Testing Bodhi Linux 6.0

Bodhi Linux 6.0
Still searching for a decent lightweight Linux for older machines, I'm now testing Bodhi Linux 6.0 in a virtual machine.

Bodhi (Sandskrit for enlightenment) Linux is a lightweight Debian/Ubuntu-based (18.04) distribution. Offering modularity, high levels of customisation, and choice of themes, it joins the ranks of other 'minimalist' Debian/Ubuntu derivatives. 

Bodhi releases come in several editions, including Standard (64-bit) and Legacy (32-bit) which are minimalist, installing only a web browser, terminal, file manger, text editor and photo GUI applications. The AppPack edition includes more applications and tools preinstalled. Additional software can be added with Bodhi's web-based AppCenter.

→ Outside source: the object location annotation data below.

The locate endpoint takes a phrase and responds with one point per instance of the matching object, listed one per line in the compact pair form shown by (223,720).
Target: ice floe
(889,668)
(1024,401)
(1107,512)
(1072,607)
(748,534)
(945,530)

For the desktop environment we have Moksha, a cleaned-up and re-finished version of Enlightenment-17 with the best bits of E-18 and E-19 added (the lead developer is apparently not a fan of the newer E's).

Straight off the ISO image, the Bodhi 6.0 default application set includes:

  •     Terminology (terminal emulator)
  •     Chromium (web browser)
  •     Leafpad (text editor)
  •     ePhoto (image viewer)
  •     Thunar (file manager)
  •     Synaptic (package manager)
  •     Gnome language selector
  •     aRandr Monitor Settings
  •     Pavucontrol Pulse Audio Control

Terminology has to be the flashiest bit of terminal-bling I've seen in any Linux with all manner of GUI effects. The Midori web browser has been replaced in this release by Chromium, which is a bit of a contradiction of 'minimalist.'

Otherwise this app set is fine; definitely lightweight and uncontroversial.

Moksha is also Sanskrit for “emancipation, liberation, or release.” No hidden agendas here. Described as 'elegant' the default Moksha themes are an acquired taste that I haven't yet, erm, acquired. The desktop itself is responsive and sensible with a Gnome-like panel and menu system that echoes LXLE, Xubuntu and others.

The installer is standard fare and got everything up and running in quick time.

Other than getting it working under VirtualBox and finding a honking lump of Chromium in a 'lightweight' distro, that's all I've had time for as yet.

There's much more to discover in Bodhi, but will it lead me to enlightenment?